The energy sector is second only to agriculture as the biggest contributor of these anthropogenic methane emissions, and so therefore has a critical role to play in addressing the problem. And tackling emissions from the natural gas value chain will be key for LNG retaining its social licence on the path to net zero. A number of initiatives have emerged to do just that.

The Oil and Gas Methane Partnership (OGMP), led by the UNEP and involving many of the world’s leading oil and gas companies, launched its OGMP2.0 framework in 2020. The framework’s aim is to establish a gold standard for accurately and transparently reporting oil and gas sector methane emissions, and its participants are aiming to cut their emissions by 2030. It has established its own database of empirically verified methane emissions, by collecting and reconciling data from multiple sources, including company reporting, satellite, scientific methane measurement studies and national inventories.

OGMP2.0’s membership has expanded to cover more than 35% of global oil and gas production and over 70% of LNG flow. The incentive for companies to join is that the initiative gives them a credible means of demonstrating to governments and to the general public that they are making progress towards reducing their emissions.

There is also the Methane Guiding Principles (MGP), a voluntary initiative that provides companies with practical tools and guidance to address emissions. The central aims of the initiative are continually reducing emissions, advancing strong performance across the gas supply chain, improving the accuracy of emissions data, advocating for sound policy and regulation and increasing transparency. The principles were signed by eight international oil and gas companies in November 2017.

MGP has worked with academics and non-governmental organisations to develop a suite of guidance materials to help organisations develop their own methane action plans, including summaries of the current known mitigations, costs and available technologies, a methane cost model that provides users with a way to screen potential methane reduction projects, a gas assessment tool organisations can use to assess their methane management systems and a global outreach programme involving courses on the importance of methane management and on awareness and know-how on dealing with those emissions.

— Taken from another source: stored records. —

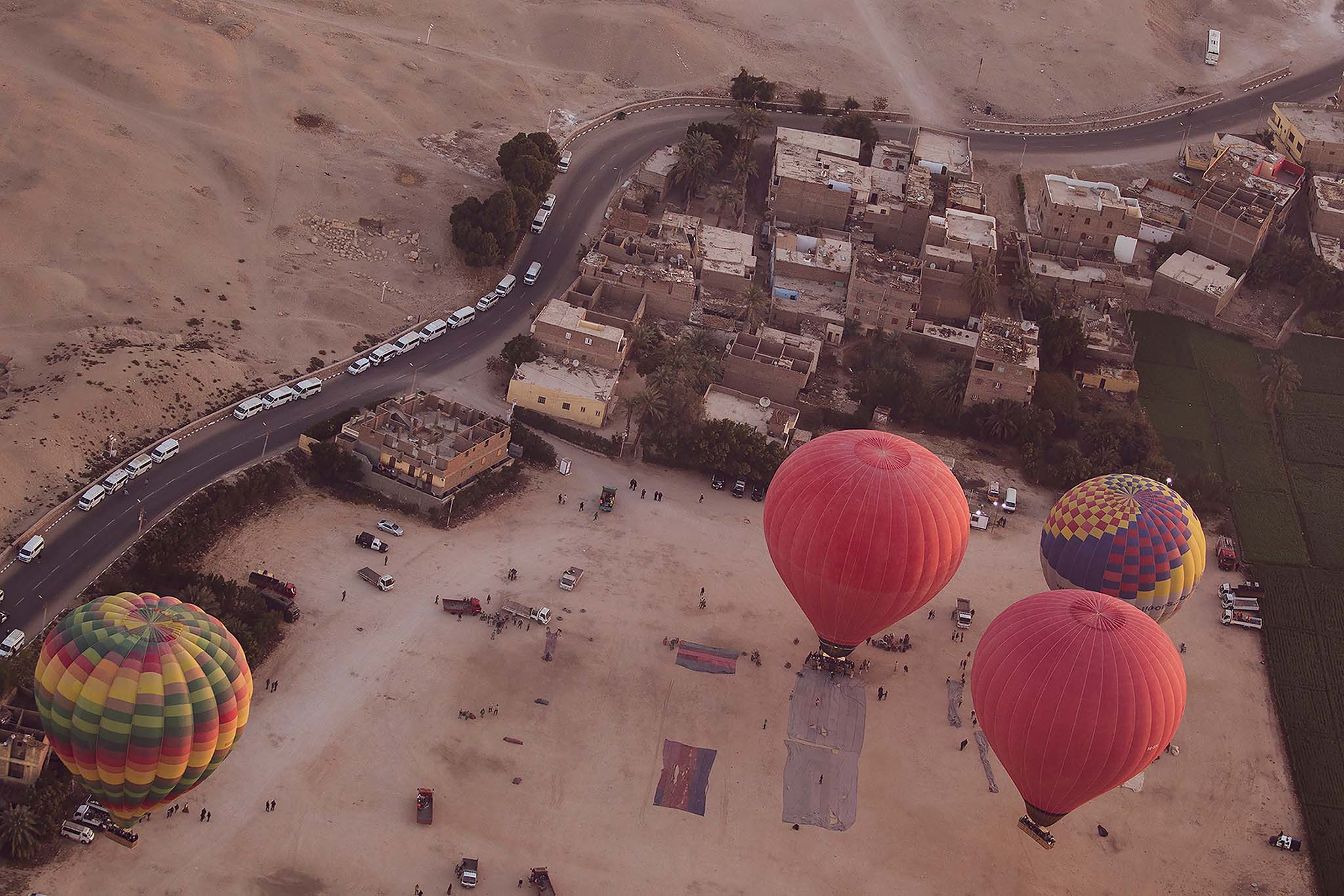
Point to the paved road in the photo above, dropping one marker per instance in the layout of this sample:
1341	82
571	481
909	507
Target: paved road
81	544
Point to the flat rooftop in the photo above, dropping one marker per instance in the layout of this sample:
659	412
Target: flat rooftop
722	403
1090	195
972	228
818	142
572	317
1194	270
946	148
887	269
1330	193
1314	121
815	251
578	379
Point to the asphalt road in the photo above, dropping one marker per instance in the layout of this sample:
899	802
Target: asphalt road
81	544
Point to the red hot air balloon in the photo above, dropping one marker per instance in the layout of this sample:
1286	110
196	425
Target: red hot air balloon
1077	692
864	528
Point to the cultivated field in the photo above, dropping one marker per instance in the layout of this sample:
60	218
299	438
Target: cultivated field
370	691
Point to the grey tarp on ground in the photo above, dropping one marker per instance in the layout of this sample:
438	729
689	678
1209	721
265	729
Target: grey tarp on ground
828	711
820	786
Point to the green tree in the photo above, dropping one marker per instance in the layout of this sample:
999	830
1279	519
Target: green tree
1280	380
854	124
1062	343
749	88
756	306
982	287
520	350
698	160
812	101
19	832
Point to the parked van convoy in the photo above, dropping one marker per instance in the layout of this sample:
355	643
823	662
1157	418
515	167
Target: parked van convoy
12	644
93	497
249	407
32	548
406	342
164	451
382	354
116	480
277	397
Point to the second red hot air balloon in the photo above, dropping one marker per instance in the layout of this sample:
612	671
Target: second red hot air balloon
1077	693
864	528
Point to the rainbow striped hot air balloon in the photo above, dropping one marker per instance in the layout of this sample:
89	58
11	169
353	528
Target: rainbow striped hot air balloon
1127	537
142	696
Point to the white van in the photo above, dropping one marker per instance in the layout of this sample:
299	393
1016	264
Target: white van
32	548
116	480
74	830
277	397
382	354
93	497
164	451
310	387
433	329
12	644
249	407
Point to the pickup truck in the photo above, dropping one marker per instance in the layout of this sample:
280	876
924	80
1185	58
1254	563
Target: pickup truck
1241	619
570	578
425	806
371	542
963	613
277	593
523	611
383	582
461	606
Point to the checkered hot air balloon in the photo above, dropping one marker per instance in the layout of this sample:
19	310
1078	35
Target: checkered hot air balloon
1127	537
142	696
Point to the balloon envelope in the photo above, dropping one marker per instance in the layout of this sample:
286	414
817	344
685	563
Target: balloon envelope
1127	537
1077	693
142	696
864	528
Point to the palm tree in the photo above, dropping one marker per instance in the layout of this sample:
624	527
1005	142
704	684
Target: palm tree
757	302
19	830
950	388
1280	380
751	121
983	285
646	406
698	159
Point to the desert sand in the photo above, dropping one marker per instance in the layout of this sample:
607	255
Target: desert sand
370	689
173	169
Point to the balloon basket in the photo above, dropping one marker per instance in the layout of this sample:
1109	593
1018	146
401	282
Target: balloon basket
1037	832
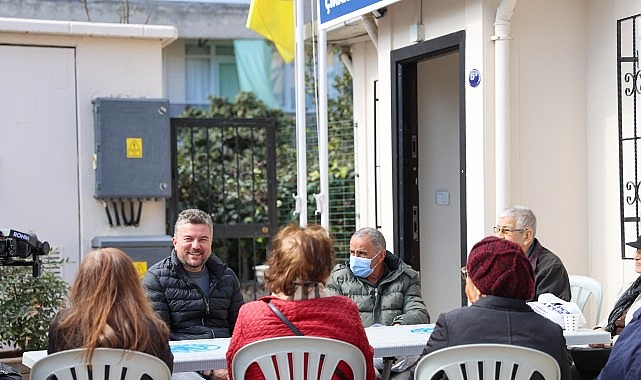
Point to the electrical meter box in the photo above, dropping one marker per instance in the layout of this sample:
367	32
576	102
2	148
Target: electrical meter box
145	251
132	157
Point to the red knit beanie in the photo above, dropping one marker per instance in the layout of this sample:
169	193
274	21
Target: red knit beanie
499	267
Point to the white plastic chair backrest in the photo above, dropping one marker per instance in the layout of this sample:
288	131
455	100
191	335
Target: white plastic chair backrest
582	287
323	355
107	364
479	361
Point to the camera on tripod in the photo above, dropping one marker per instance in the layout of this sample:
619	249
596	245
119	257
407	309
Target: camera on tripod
17	247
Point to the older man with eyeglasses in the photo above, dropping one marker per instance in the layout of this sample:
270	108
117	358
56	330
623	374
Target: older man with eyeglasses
518	224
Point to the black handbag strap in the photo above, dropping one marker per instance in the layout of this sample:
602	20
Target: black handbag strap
296	331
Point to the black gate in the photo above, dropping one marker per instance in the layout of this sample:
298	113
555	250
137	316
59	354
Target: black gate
227	167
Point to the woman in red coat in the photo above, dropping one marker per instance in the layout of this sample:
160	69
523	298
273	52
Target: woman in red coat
299	264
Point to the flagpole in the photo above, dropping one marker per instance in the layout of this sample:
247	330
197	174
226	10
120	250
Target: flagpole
301	136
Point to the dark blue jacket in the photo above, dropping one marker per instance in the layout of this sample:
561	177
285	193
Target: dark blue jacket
189	313
502	320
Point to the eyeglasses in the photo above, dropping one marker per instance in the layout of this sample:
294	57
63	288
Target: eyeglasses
506	230
464	273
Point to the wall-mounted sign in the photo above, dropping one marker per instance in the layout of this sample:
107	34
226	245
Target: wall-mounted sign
474	77
333	12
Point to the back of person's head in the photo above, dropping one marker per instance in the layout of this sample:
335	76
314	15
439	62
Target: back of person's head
499	267
375	236
523	217
108	307
299	254
194	216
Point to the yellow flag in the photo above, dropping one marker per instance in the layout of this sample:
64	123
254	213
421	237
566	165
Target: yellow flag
274	20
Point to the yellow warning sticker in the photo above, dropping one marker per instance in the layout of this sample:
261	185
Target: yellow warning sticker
134	147
141	268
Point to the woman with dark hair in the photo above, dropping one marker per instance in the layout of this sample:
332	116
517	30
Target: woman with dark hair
108	308
300	262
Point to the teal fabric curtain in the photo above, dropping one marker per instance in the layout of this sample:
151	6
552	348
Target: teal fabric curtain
253	62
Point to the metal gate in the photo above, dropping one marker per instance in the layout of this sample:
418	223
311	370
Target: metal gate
227	167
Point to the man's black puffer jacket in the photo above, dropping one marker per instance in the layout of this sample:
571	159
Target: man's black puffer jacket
181	303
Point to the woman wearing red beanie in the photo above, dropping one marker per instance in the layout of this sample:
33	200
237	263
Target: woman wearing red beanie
498	281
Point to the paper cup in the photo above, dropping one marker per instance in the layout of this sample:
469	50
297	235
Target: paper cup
571	322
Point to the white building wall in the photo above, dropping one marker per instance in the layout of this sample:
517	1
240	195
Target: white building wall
111	61
564	147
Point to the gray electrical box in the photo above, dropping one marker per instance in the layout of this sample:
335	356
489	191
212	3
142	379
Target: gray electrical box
132	148
142	249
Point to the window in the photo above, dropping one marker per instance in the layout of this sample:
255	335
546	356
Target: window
211	70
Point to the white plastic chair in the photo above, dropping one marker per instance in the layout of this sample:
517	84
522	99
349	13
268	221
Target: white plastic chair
107	364
480	361
582	287
319	353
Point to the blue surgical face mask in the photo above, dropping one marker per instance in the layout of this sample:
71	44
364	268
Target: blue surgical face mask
360	266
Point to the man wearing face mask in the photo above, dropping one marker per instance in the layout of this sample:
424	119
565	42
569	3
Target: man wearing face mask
386	290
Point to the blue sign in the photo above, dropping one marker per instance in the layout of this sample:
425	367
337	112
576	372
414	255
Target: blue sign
423	330
474	77
193	347
333	12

Also borne from the industry is the Oil and Gas Climate Initiative (OGCI), comprising 12 of the world’s largest oil and gas companies including ExxonMobil, BP and Saudi Aramco, whose members are aiming to reach near-zero methane emissions by 2030. The group collectively lowered their methane intensity from 0.30% in 2017 to 0.23% in 2029 and 0.17% in 2021. OGCI also launched its own $1bn Climate Investments (OGCI CI) fund that supports companies developing innovative technologies to reduce their methane and CO2 emissions, as well as for CO2 recycling. Their portfolio ranges from companies monitoring and quantifying methane emissions to those eliminating emissions, developing low-emission equipment and providing methane management services.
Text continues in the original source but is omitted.